In Potsdam haben in dieser Woche 300 Experten aus dem In- und Ausland über Fragen des Wohlbefindens diskutiert. Was man machen kann, um glücklich zu werden, verrät die Präsidentin der Deutschen Gesellschaft für Psychologie, Andrea Abele-Brehm, im PNN-Interview.

Frau Abele-Brehm, ich habe mir gerade ein Kilo sehr schöne Pfirsiche auf dem Markt gekauft. Reicht das zum Glücklichsein aus?

Für den Moment sicherlich. Wir unterscheiden das kurzfristige und das längerfristige Glück. Das längerfristige Glück ist das subjektive Wohlbefinden: auf der einen Seite Zufriedenheit mit dem eigenen Leben, andererseits Gefühle und affektive Zustände. Momentanes Glück findet man hingegen, wenn man sich beispielsweise schöne Pfirsiche gekauft hat oder einen Berggipfel erklimmt oder etwas Ähnliches macht, das einem Freude bereitet.
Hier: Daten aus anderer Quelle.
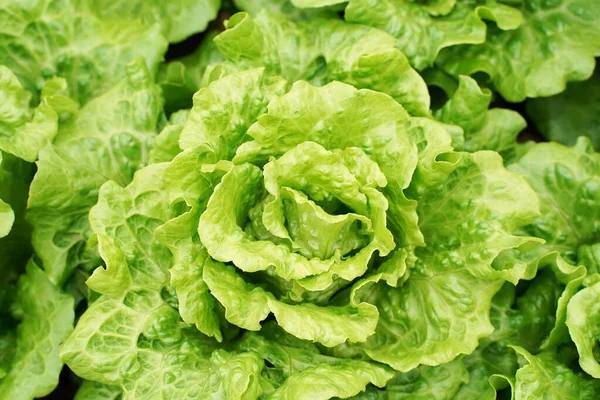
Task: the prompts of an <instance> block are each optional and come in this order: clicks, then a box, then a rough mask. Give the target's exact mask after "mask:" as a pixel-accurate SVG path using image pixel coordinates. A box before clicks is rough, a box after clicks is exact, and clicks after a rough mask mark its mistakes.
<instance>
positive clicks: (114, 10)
mask: <svg viewBox="0 0 600 400" xmlns="http://www.w3.org/2000/svg"><path fill="white" fill-rule="evenodd" d="M87 3H88V6H89V7H90V9H92V10H94V11H96V12H97V13H98V15H99V17H101V18H109V19H117V20H119V19H127V20H132V21H143V22H144V24H147V25H153V24H159V25H160V26H161V27H162V31H163V34H164V36H165V37H166V38H167V39H168V40H169V42H180V41H182V40H183V39H185V38H187V37H188V36H191V35H193V34H194V33H198V32H202V31H203V30H204V29H206V26H207V25H208V23H209V22H210V21H211V20H213V19H214V18H215V17H216V16H217V12H218V11H219V8H220V7H221V0H176V1H169V2H164V1H160V0H150V1H131V0H127V1H124V0H120V1H108V0H88V1H87Z"/></svg>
So etwas kann unsere momentane Affektivität durchaus steigern.

Wir sprechen also vom Glücklichsein, nicht vom Glückhaben.

Ja, das sind zwei verschiedene Dinge. In anderen Sprachen gibt es dafür auch zwei unterschiedliche Begriffe – etwa Luck und Happiness im Englischen. „Glück haben“ hat immer mit etwas Unverdientem zu tun, das einem unverhofft zustößt – etwa wenn man im Lotto gewinnt, weil man zufällig die richtigen Zahlen getippt hat. „Glücklich sein“ hingegen hat sehr viel mehr mit einem selbst und dem eigenen Handeln zu tun.

Was kann ich tun, um glücklich zu sein?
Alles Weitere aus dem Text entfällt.